Injuries would dog Tranquilli in the years following his six-goal magic moment.
He broke his leg in an intraclub match in 1995, and then played only one senior match – his 12th and final one – against Carlton in Round 16. He had two disposals and did not kick a goal.
Then a series of hamstring injuries conspired against him. A training mishap in 1996 was summed up by new coach Tony Shaw: “he was one of our better players in the seconds last week, but now he has nicked another one (hamstring).”
He was delisted at the end of the 1996 season, aged only 24, which was “a kick in the guts” for a player whose career had shone so brightly for a briefest of moments.
Tranquilli spent the following preseason trying out for Essendon and also played an intraclub game with Sydney at Gosford, and another with Hawthorn. But he was overlooked in the draft and ended up at Box Hill.
He kept playing, and kept kicking goals. In 2000, he kicked eight goals in a Central Highlands Grand Final victory with Springbank, and followed it up with seven goals in another flag-win a year later. It was a far cry from the MCG, but he loved the “little things” experienced in playing at that level.
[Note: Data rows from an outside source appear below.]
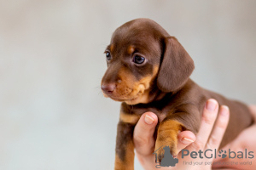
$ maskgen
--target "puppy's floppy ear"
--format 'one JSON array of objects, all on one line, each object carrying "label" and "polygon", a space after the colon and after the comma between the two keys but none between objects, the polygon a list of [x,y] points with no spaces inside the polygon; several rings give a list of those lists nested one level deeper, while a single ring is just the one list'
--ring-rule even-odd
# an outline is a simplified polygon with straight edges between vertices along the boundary
[{"label": "puppy's floppy ear", "polygon": [[163,92],[174,92],[188,81],[194,61],[174,37],[165,38],[163,51],[157,86]]}]

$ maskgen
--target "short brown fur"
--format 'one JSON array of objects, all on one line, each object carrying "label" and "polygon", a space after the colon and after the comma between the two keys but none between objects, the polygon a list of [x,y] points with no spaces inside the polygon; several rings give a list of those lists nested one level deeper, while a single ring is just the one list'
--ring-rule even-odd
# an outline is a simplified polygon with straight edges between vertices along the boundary
[{"label": "short brown fur", "polygon": [[[177,154],[177,135],[197,133],[205,104],[215,99],[230,107],[230,122],[220,148],[253,123],[247,106],[195,84],[189,76],[195,65],[183,47],[160,25],[137,19],[119,27],[106,53],[108,70],[102,80],[106,96],[123,102],[116,139],[115,169],[133,169],[133,130],[139,117],[152,111],[159,117],[156,149],[171,146]],[[143,64],[134,61],[145,58]],[[107,87],[107,88],[106,88]]]}]

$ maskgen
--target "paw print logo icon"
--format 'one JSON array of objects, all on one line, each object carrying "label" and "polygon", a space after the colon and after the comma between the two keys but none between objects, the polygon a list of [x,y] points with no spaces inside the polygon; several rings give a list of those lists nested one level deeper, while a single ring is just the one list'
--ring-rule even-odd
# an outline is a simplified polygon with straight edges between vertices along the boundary
[{"label": "paw print logo icon", "polygon": [[219,150],[218,151],[218,157],[221,157],[221,158],[225,158],[227,157],[227,151],[226,150]]},{"label": "paw print logo icon", "polygon": [[[164,150],[164,154],[158,155],[157,151],[159,150]],[[155,166],[156,168],[160,168],[160,167],[175,167],[178,162],[178,159],[172,156],[170,147],[167,145],[160,147],[153,154],[155,154],[155,162],[159,163],[159,165]],[[158,162],[157,160],[160,162]]]}]

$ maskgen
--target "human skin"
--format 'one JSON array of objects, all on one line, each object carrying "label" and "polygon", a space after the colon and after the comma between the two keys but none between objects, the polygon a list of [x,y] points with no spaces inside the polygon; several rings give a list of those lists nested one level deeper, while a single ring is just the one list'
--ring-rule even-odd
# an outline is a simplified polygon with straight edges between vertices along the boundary
[{"label": "human skin", "polygon": [[[218,110],[218,108],[219,110]],[[251,106],[250,109],[254,111],[256,117],[256,106]],[[202,119],[201,122],[201,128],[199,133],[195,135],[189,131],[183,131],[178,133],[178,144],[177,150],[180,151],[183,149],[189,150],[190,152],[198,150],[205,150],[207,149],[214,150],[218,148],[221,139],[225,132],[228,122],[229,122],[230,111],[227,106],[222,105],[218,107],[218,104],[215,99],[208,99],[206,105],[206,107],[203,111]],[[255,118],[256,119],[256,118]],[[154,149],[154,133],[155,130],[155,126],[157,124],[158,118],[157,116],[152,112],[144,113],[134,129],[134,144],[136,150],[136,155],[144,167],[144,169],[151,170],[156,169],[154,162],[154,155],[153,154]],[[215,124],[214,124],[215,123]],[[214,126],[213,126],[214,125]],[[256,143],[255,139],[251,139],[252,132],[256,130],[256,125],[253,125],[247,129],[245,129],[232,143],[226,145],[224,150],[230,149],[231,150],[244,150],[242,149],[247,148],[247,150],[254,151],[256,147],[252,146],[252,142]],[[212,133],[211,133],[212,132]],[[253,141],[252,141],[253,140]],[[251,146],[249,146],[251,145]],[[255,153],[255,151],[254,151]],[[181,157],[181,154],[177,155],[177,158]],[[213,158],[212,158],[213,159]],[[190,156],[186,156],[182,158],[182,161],[184,162],[229,162],[227,159],[192,159]],[[181,160],[181,159],[179,159]],[[232,159],[232,161],[235,161]],[[238,160],[242,161],[242,160]],[[256,165],[253,167],[253,165],[246,167],[242,166],[242,168],[256,169]],[[222,168],[224,167],[214,166],[212,168]],[[239,168],[236,167],[225,167],[225,168]],[[241,167],[240,167],[240,169]],[[174,167],[161,167],[161,169],[212,169],[211,165],[207,166],[190,166],[184,165],[183,163],[177,163]]]}]

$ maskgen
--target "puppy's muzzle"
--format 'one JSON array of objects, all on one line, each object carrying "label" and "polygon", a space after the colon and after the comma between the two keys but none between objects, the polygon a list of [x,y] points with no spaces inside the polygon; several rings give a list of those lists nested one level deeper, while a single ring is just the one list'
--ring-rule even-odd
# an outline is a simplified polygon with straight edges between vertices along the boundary
[{"label": "puppy's muzzle", "polygon": [[111,95],[116,88],[115,83],[107,83],[102,85],[102,90],[107,95]]}]

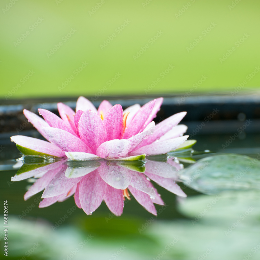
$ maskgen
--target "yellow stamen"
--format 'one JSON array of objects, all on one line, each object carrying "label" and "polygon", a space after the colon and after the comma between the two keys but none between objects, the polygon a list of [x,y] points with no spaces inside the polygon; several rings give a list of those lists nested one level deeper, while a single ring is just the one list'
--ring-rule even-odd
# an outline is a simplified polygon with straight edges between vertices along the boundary
[{"label": "yellow stamen", "polygon": [[126,189],[125,189],[124,190],[124,197],[127,198],[128,200],[131,200],[131,198],[130,198],[130,194],[129,194],[129,193],[128,192],[128,190],[127,190],[127,188]]},{"label": "yellow stamen", "polygon": [[122,131],[122,134],[124,134],[125,133],[125,131],[126,130],[126,119],[127,118],[127,116],[128,115],[130,112],[126,112],[124,113],[123,118],[123,129]]},{"label": "yellow stamen", "polygon": [[103,113],[103,111],[101,110],[99,112],[99,114],[100,115],[100,117],[101,118],[101,119],[102,120],[104,120],[104,113]]}]

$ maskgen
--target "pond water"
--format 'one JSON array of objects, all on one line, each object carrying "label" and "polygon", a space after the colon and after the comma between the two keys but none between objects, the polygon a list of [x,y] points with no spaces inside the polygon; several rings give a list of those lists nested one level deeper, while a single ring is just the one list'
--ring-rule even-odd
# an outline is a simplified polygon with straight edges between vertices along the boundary
[{"label": "pond water", "polygon": [[[6,141],[0,169],[1,202],[8,201],[9,258],[259,259],[259,138],[248,135],[223,150],[228,137],[198,135],[192,149],[137,162],[21,158]],[[164,183],[160,175],[166,172],[168,181]],[[88,178],[99,184],[88,192],[88,201],[101,203],[106,185],[131,185],[124,201],[115,196],[113,203],[106,202],[112,209],[124,203],[120,216],[103,201],[93,212],[84,206],[88,215],[76,206],[70,195],[80,192],[80,184]],[[138,197],[140,190],[158,203],[157,216]]]}]

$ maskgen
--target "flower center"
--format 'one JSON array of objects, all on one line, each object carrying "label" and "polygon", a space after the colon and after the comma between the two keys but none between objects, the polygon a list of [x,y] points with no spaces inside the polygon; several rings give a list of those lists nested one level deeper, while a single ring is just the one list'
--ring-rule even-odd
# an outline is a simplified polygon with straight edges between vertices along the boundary
[{"label": "flower center", "polygon": [[127,190],[127,188],[126,188],[126,189],[125,189],[124,190],[124,194],[123,195],[124,196],[124,197],[126,197],[126,198],[127,198],[127,199],[129,200],[131,200],[131,198],[130,198],[130,194],[129,194],[129,193],[128,192],[128,190]]}]

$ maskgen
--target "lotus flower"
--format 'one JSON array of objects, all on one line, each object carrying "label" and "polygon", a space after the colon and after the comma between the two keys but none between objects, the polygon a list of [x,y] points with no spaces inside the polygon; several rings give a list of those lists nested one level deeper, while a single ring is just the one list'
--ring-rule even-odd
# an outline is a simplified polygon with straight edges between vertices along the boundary
[{"label": "lotus flower", "polygon": [[[187,127],[177,125],[186,112],[174,115],[155,125],[152,120],[163,100],[159,98],[141,107],[136,104],[124,111],[120,105],[113,106],[104,100],[97,110],[81,96],[76,112],[62,103],[58,103],[61,118],[39,109],[45,120],[24,110],[28,121],[49,141],[22,135],[12,136],[11,140],[24,155],[62,157],[62,160],[31,170],[24,165],[25,170],[22,166],[12,180],[40,178],[24,198],[45,189],[41,207],[74,194],[76,205],[87,214],[92,214],[103,200],[111,211],[119,216],[130,191],[140,204],[156,215],[153,203],[163,205],[163,202],[150,179],[177,195],[186,196],[175,183],[180,165],[172,160],[167,163],[146,159],[144,173],[133,167],[136,160],[144,165],[141,160],[146,155],[175,150],[188,137],[182,136]],[[83,164],[72,166],[74,163]]]},{"label": "lotus flower", "polygon": [[75,113],[66,105],[58,103],[61,118],[39,109],[45,120],[25,109],[28,121],[49,142],[22,135],[12,136],[11,140],[24,154],[67,156],[74,159],[165,153],[177,148],[188,136],[181,136],[187,130],[186,126],[177,126],[186,112],[155,125],[152,120],[163,100],[162,98],[157,99],[142,107],[136,104],[123,111],[120,105],[113,106],[105,100],[97,110],[89,100],[80,96]]},{"label": "lotus flower", "polygon": [[[165,162],[146,161],[145,164],[142,161],[65,160],[40,167],[37,164],[24,165],[11,180],[37,178],[24,198],[27,200],[45,189],[41,208],[74,194],[76,205],[88,215],[104,200],[112,213],[120,216],[125,197],[130,199],[129,191],[146,209],[156,215],[154,203],[164,203],[151,180],[179,196],[186,195],[175,182],[178,179],[176,167]],[[28,171],[30,166],[33,169]]]}]

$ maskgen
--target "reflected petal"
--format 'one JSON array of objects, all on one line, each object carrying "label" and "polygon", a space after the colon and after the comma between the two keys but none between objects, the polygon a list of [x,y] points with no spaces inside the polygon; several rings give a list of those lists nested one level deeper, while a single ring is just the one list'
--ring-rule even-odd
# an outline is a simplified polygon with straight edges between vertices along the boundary
[{"label": "reflected petal", "polygon": [[81,181],[80,201],[82,209],[87,215],[91,214],[99,206],[106,185],[96,170],[86,175]]},{"label": "reflected petal", "polygon": [[188,137],[188,135],[184,135],[173,139],[153,143],[133,151],[131,153],[134,155],[146,153],[147,155],[155,155],[166,153],[175,150]]},{"label": "reflected petal", "polygon": [[147,211],[155,216],[157,215],[155,207],[148,194],[137,190],[131,185],[128,188],[139,204],[141,205]]},{"label": "reflected petal", "polygon": [[76,104],[76,112],[79,110],[82,110],[84,112],[87,110],[90,109],[92,111],[96,113],[98,113],[98,110],[95,106],[87,99],[81,96],[77,101]]},{"label": "reflected petal", "polygon": [[104,200],[107,207],[116,216],[121,216],[123,213],[124,199],[123,191],[107,185]]},{"label": "reflected petal", "polygon": [[126,168],[103,163],[97,170],[103,180],[115,189],[124,190],[131,182],[132,171]]},{"label": "reflected petal", "polygon": [[146,159],[146,172],[151,172],[154,174],[165,178],[170,178],[176,180],[178,179],[178,171],[176,168],[170,164],[163,162],[150,161]]}]

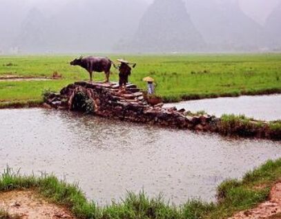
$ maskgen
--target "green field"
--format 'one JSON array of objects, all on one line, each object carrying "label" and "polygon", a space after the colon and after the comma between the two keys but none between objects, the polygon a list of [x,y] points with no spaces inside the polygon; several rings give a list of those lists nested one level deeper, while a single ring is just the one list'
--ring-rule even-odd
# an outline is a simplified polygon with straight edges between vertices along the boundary
[{"label": "green field", "polygon": [[[108,55],[136,62],[130,81],[145,88],[142,79],[151,76],[157,83],[157,94],[168,101],[215,96],[235,96],[281,92],[281,54],[182,54]],[[77,81],[88,80],[88,74],[79,67],[70,66],[73,56],[0,56],[0,77],[7,74],[51,76],[52,81],[0,81],[0,105],[40,103],[45,89],[59,91]],[[112,68],[111,81],[117,81]],[[94,80],[104,80],[96,73]]]}]

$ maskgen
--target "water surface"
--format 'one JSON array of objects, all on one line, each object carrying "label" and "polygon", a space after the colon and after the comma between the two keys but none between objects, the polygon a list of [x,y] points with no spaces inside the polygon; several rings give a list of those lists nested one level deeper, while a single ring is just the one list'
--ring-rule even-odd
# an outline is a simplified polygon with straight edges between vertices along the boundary
[{"label": "water surface", "polygon": [[126,191],[214,200],[228,178],[281,156],[280,143],[224,138],[64,112],[0,110],[0,168],[53,172],[101,205]]},{"label": "water surface", "polygon": [[204,110],[218,117],[224,114],[234,114],[265,121],[281,120],[281,94],[223,97],[169,103],[165,106],[176,106],[179,110],[184,108],[192,112]]}]

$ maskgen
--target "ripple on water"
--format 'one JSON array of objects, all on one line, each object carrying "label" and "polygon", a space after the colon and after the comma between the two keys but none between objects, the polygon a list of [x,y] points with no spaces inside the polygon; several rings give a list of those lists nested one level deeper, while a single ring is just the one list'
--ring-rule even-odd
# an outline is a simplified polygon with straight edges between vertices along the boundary
[{"label": "ripple on water", "polygon": [[0,110],[0,167],[53,172],[101,204],[127,190],[176,204],[214,199],[216,186],[281,155],[279,143],[235,140],[67,112]]},{"label": "ripple on water", "polygon": [[166,104],[193,112],[204,110],[220,117],[224,114],[245,114],[248,117],[264,121],[281,120],[281,94],[242,96]]}]

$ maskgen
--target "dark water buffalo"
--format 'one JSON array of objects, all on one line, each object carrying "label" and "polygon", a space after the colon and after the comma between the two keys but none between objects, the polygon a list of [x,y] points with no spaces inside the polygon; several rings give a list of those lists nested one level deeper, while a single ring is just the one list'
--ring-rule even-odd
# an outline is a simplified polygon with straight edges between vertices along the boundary
[{"label": "dark water buffalo", "polygon": [[111,60],[107,57],[95,57],[95,56],[81,56],[75,59],[70,62],[71,65],[79,65],[86,69],[90,74],[90,81],[93,81],[93,72],[104,72],[106,74],[106,81],[109,81],[109,75],[110,74],[111,65],[113,64]]}]

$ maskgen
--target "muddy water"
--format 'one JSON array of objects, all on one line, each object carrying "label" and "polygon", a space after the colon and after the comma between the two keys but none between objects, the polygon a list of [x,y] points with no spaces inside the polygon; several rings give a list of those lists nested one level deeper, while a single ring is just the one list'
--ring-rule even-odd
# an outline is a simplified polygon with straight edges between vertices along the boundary
[{"label": "muddy water", "polygon": [[0,110],[0,167],[53,172],[79,182],[99,204],[126,190],[163,192],[176,204],[214,200],[216,186],[269,158],[281,145],[160,129],[66,112]]},{"label": "muddy water", "polygon": [[234,114],[265,121],[281,119],[281,94],[204,99],[169,103],[166,106],[176,106],[193,112],[204,110],[217,116]]}]

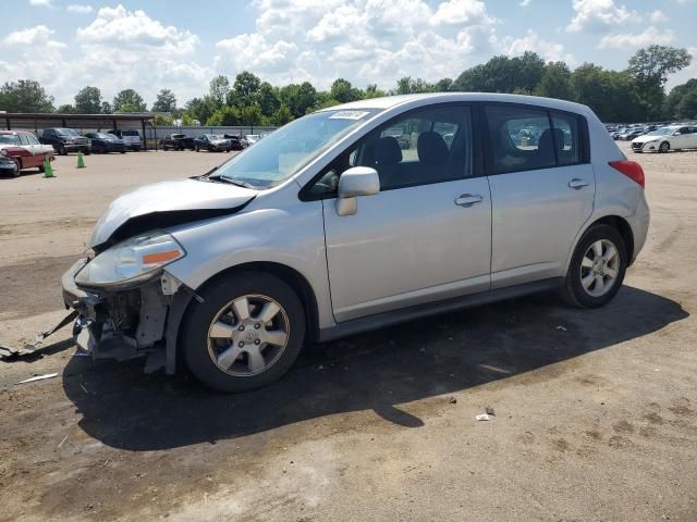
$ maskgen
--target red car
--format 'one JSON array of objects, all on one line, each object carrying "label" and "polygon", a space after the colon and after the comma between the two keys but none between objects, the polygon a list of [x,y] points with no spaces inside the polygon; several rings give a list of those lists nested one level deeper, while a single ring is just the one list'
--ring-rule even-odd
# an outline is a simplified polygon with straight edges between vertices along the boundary
[{"label": "red car", "polygon": [[32,167],[44,172],[44,160],[48,158],[53,161],[56,158],[53,147],[39,144],[36,136],[25,130],[0,130],[0,169],[14,176],[19,176],[20,171]]}]

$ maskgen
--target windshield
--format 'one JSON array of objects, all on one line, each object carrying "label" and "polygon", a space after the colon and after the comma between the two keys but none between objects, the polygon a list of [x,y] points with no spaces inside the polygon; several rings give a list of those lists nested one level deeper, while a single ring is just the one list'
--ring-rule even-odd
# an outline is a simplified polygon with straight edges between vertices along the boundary
[{"label": "windshield", "polygon": [[235,156],[218,172],[223,179],[236,179],[258,188],[272,187],[298,172],[377,112],[377,109],[360,109],[308,114]]},{"label": "windshield", "polygon": [[661,127],[656,130],[650,132],[647,136],[670,136],[675,132],[674,128],[671,127]]},{"label": "windshield", "polygon": [[0,144],[21,145],[21,141],[16,134],[0,134]]}]

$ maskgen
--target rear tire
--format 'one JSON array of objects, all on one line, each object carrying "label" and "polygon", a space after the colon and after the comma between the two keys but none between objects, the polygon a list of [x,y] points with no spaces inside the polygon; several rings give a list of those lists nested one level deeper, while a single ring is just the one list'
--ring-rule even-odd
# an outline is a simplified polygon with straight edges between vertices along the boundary
[{"label": "rear tire", "polygon": [[591,226],[576,246],[562,298],[578,308],[607,304],[622,287],[627,258],[626,245],[616,228]]},{"label": "rear tire", "polygon": [[[186,312],[182,350],[201,383],[223,393],[247,391],[289,371],[305,339],[305,311],[290,286],[270,274],[242,272],[209,285],[200,296],[203,302],[194,301]],[[246,302],[246,314],[232,306],[240,301]],[[277,310],[268,321],[262,319],[267,304]],[[266,336],[280,337],[283,346],[267,344],[272,337]]]}]

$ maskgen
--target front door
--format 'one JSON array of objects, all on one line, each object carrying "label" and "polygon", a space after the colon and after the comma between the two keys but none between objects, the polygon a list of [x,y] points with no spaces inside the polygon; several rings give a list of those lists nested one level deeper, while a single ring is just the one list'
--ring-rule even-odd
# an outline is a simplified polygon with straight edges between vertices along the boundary
[{"label": "front door", "polygon": [[354,215],[323,200],[327,262],[338,322],[490,287],[491,199],[473,177],[470,109],[433,105],[388,122],[328,172],[372,166],[376,196]]}]

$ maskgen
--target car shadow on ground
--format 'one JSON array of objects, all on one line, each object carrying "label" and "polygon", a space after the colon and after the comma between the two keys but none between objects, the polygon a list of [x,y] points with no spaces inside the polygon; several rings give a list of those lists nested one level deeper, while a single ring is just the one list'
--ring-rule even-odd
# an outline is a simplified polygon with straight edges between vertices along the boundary
[{"label": "car shadow on ground", "polygon": [[[553,295],[515,299],[317,345],[266,388],[234,396],[186,375],[143,374],[142,362],[73,358],[64,389],[80,426],[103,444],[155,450],[216,443],[323,415],[375,410],[418,427],[400,403],[536,371],[659,331],[688,316],[680,303],[624,287],[607,307],[575,310]],[[533,378],[533,377],[531,377]]]}]

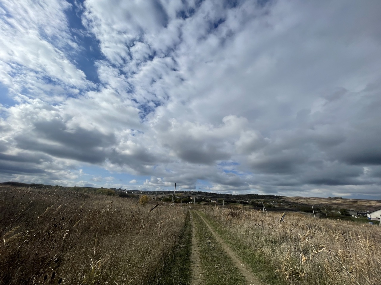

Back then, the best afield player would often walk away with five-kilogram bag of potatoes as his reward.
He would eventually return to Marcellin as a player before taking on a number of coaching roles at different clubs over the years, including a stint assisting with the Vic Metro academy squads.
For all the good work he has done for the game – at all levels – Tranquilli will always be remembered for that brief strut upon the AFL stage when he set the MCG alight on a cool June mid-afternoon in 1994.